Usaha perunggasan dalam hal ini usaha ayam broiler di Indonesia telah menjadi sebuah industri yang memiliki komponen lengkap dari sektor hulu sampai ke hilir, perkembangan usaha ayam broiler ini memberikan kontribusi nyata dalam pembangunan pertanian. Berdasarkan proyeksi BAPPENAS, pada tahun 2025 jumlah penduduk Indonesia diperkirakan sebanyak 273,7 juta jiwa. Dengan jumlah penduduk terbesar keempat didunia, Indonesia merupakan pasar yang sangat besar (Rusfidra, 2008). Maka dapat dipastikan permintaan atas daging ayam broiler akan meningkat, sehingga banyak investor-investor yang mulai melirik peluang usaha peternakan ayam broiler. Dengan meningkatnya populasi dan peternakan ayam broiler, maka dapat dipastikan lahan untuk peternakan akan bersaing dengan lahan pemukiman penduduk, dan akan menyebabkan polusi yang ditimbulkan dari kotoran ayam broiler, Selain itu Isu pemanasan global (Global Warming) juga merupakan masalah bagi peternak saat ini, kerana suhu bumi menjadi semakin panas. Pada dasarnya ayam broiler merupakan unggas yang rentan terhadap suhu yang panas, untuk itu perlu penerapan teknologi dalam mengelola peternakan ayam broiler sehingga dapat mengatasi permasalahan lingkungan tersebut.
kandang closed tampak dari dalam full otomatis

Perkembangan teknologi akhir-akhir ini sangat membantu manusia dalam menyeleseikan pekerjaannya, seperti kehadiran teknologi terbaru pada sistem perkandangan ayam broiler, yaitu sistem kandang dengan ventilasi yang bisa diatur atau yang sering dikenal dengan sistem kandang tertutup (Closed House).

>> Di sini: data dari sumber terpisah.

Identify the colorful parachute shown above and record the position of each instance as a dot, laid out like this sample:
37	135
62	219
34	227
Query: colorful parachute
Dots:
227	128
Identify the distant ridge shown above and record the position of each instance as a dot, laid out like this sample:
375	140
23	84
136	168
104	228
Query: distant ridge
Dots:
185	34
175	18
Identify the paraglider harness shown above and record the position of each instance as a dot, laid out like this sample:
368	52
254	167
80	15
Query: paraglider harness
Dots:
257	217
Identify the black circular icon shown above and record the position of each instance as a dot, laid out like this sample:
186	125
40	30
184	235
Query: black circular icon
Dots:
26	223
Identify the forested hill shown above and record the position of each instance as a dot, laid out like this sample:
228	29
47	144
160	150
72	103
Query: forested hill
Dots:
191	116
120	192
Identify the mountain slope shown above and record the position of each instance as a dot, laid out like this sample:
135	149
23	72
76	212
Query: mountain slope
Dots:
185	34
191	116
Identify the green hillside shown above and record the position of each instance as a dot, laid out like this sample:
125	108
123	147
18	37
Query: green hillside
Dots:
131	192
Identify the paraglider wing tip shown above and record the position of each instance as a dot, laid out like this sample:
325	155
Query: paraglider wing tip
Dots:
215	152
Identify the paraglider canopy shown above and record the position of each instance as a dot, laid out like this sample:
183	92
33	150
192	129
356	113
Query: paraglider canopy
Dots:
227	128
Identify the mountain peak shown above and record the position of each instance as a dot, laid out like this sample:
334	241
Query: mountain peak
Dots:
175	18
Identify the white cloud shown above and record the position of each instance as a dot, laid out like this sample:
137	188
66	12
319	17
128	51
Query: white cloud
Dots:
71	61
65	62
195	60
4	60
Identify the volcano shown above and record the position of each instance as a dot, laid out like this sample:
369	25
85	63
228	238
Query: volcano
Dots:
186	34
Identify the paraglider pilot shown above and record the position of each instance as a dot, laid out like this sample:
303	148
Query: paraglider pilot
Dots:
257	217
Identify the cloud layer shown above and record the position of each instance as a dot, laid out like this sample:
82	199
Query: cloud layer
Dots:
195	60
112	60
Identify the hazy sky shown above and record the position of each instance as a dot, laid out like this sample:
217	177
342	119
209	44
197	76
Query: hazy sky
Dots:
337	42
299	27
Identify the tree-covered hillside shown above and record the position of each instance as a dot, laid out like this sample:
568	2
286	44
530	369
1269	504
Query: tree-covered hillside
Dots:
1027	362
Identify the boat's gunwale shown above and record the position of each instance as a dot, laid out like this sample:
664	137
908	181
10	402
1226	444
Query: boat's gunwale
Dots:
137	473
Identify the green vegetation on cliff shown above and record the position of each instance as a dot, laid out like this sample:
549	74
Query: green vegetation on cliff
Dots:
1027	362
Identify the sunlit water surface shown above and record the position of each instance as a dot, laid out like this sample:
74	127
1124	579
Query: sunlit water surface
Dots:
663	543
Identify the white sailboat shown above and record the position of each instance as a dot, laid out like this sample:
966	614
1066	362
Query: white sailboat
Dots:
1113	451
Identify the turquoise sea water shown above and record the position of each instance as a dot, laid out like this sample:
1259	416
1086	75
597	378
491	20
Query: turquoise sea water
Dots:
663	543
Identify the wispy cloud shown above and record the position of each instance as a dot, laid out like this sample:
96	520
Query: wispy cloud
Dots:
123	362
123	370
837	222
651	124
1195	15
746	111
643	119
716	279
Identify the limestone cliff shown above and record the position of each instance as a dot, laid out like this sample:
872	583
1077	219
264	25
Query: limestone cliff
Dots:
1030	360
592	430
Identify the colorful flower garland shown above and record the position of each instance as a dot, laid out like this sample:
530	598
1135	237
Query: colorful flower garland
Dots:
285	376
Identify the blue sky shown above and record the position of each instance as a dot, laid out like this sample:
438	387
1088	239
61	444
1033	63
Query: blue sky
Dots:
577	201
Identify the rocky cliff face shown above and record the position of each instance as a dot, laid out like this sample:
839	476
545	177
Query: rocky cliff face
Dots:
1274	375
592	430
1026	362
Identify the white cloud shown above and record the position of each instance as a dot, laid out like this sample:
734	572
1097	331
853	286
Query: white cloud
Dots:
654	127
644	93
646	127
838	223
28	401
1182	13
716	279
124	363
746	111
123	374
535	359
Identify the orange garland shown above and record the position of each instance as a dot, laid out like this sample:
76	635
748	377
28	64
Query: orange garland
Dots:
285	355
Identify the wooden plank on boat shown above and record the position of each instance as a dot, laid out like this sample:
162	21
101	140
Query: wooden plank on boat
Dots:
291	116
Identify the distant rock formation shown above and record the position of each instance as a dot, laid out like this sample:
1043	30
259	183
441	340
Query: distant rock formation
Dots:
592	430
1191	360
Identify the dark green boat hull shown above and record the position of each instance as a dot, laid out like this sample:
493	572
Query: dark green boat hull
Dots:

Sistem kandang tertutup merupakan kandang yang ramah lingkungan, karena bau dari polusi yang ditimbulkan kotoran ayam dapat dikurangi dengan bantuan  kipas didalam kandang. Selain itu pembangunan kandang tertutup tidak membutuhkan lahan yang luas karena dapat meningkatkan kepadatan ayam dan kandang dapat dibuat dua atau tiga lantai. Adapun faktor penghambat untuk menerapakan teknologi kandang tertutup yaitu besarnya modal yang dibutuhkan untuk pembangunan kandang, kerena teknologi kandang tertutup merupakan usaha padat modal bukan usaha padat karya. Prayitno dan Budi Santosa (1996) mengemukakan bahwa teknologi harus bertujuan menghasilkan keuntungan-keuntungan untuk menunjang kebijakan pembangunan yang pada dasarnya mempertemukan dua aspek, yaitu penggalakan investasi dan memaksimalkan penyerapan tenaga kerja.